The exact question is here
A whole number is equal to the arithmetic mean of all the numbers obtained from the given number with the aid of all possible permutation of its digits. Find all whole numbers with that property.
Answer
Take $k=a_n\cdot10^{n-1}+a_{n-1}\cdot10^{n-2}+\dots+a_2\cdot10^1+a_1\cdot10^0$
The sum of all the possible permutation of k is:
$$\frac{(n-1)!}{m}\cdot(a_n+a_{n-1}+\dots+a_1)\cdot\underbrace{111\dots111}_{n\text{ 1's}}$$
With $m$ being the divisor if any of $a_n, a_{n-1}, \dots , a_1$ are the same.

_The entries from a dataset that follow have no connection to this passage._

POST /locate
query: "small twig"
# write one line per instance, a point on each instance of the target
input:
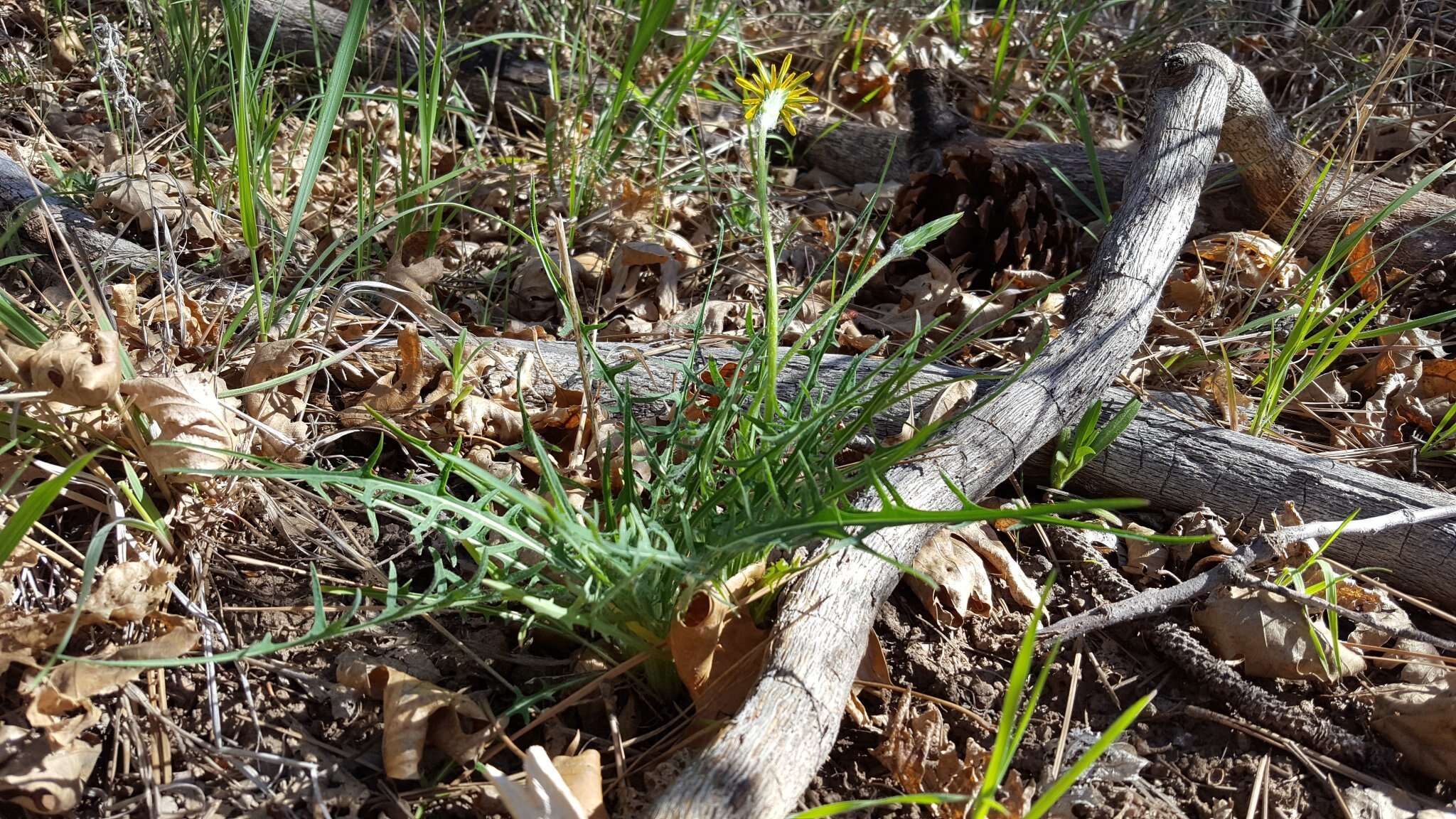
(1214, 675)
(1231, 572)
(1320, 604)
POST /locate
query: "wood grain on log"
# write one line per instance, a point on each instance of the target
(766, 756)
(1169, 455)
(1282, 178)
(18, 191)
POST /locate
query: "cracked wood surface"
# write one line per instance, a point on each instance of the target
(761, 764)
(18, 191)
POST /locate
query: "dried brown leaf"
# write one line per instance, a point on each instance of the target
(961, 585)
(583, 777)
(1420, 722)
(44, 773)
(400, 391)
(146, 200)
(1271, 634)
(187, 408)
(717, 648)
(872, 668)
(72, 685)
(948, 401)
(280, 407)
(414, 279)
(983, 538)
(417, 716)
(68, 368)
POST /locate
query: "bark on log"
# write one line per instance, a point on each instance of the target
(1282, 178)
(771, 751)
(1177, 462)
(18, 191)
(855, 154)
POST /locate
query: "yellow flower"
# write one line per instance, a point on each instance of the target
(776, 94)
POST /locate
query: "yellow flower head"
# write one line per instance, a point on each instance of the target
(776, 94)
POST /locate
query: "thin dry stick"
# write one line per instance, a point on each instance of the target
(765, 759)
(1231, 572)
(1320, 604)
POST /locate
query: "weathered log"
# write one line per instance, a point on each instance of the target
(1178, 462)
(18, 193)
(1172, 454)
(771, 751)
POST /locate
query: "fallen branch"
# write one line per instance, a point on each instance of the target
(771, 751)
(1209, 672)
(18, 193)
(1164, 455)
(855, 154)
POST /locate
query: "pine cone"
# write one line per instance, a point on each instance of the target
(1011, 216)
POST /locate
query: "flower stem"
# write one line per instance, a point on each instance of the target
(771, 267)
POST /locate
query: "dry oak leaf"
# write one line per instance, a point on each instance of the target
(126, 594)
(874, 669)
(188, 412)
(400, 391)
(1420, 722)
(1271, 634)
(948, 401)
(717, 648)
(958, 585)
(414, 279)
(418, 714)
(918, 751)
(279, 407)
(72, 685)
(144, 200)
(68, 368)
(983, 538)
(130, 591)
(44, 773)
(583, 777)
(1254, 258)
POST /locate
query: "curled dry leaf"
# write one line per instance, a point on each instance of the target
(126, 594)
(548, 793)
(983, 538)
(872, 668)
(398, 391)
(129, 592)
(43, 773)
(717, 648)
(68, 368)
(1271, 634)
(63, 701)
(279, 407)
(583, 777)
(948, 401)
(418, 714)
(146, 200)
(1420, 722)
(1254, 258)
(124, 306)
(1145, 559)
(960, 582)
(414, 279)
(919, 754)
(187, 408)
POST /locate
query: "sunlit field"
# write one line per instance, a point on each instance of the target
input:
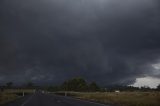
(122, 98)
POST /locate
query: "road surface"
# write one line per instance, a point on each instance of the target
(51, 100)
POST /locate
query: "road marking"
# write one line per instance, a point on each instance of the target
(71, 98)
(27, 100)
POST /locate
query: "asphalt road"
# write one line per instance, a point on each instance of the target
(51, 100)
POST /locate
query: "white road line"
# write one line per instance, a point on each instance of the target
(71, 98)
(27, 100)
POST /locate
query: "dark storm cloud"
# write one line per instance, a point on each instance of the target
(108, 41)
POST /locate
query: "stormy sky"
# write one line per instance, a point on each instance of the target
(107, 41)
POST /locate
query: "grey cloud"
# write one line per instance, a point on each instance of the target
(48, 41)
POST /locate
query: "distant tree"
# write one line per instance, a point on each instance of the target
(9, 84)
(93, 87)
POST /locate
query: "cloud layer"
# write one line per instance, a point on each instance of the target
(108, 41)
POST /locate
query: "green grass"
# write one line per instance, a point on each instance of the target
(122, 98)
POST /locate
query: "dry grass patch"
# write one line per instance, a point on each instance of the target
(123, 98)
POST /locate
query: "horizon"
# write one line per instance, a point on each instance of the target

The average of all the possible permutation of k would be:
$$\frac{\frac{(n-1)!}{m}\cdot(a_n+a_{n-1}+\dots+a_1)\cdot\underbrace{111\dots111}_{n\text{ 1's}}}{\frac{n!}{m}}\\=\frac{\underbrace{111\dots111}_{n\text{ 1's}}\cdot(a_n+a_{n-1}+\dots+a_1)}{n}\\=k=a_n\cdot10^{n-1}+a_{n-1}\cdot10^{n-2}+\dots+a_2\cdot10^1+a_1\cdot10^0
$$
Now i got the mean, however I'm not sure how to continue.
Can someone help me with this?
Thank you.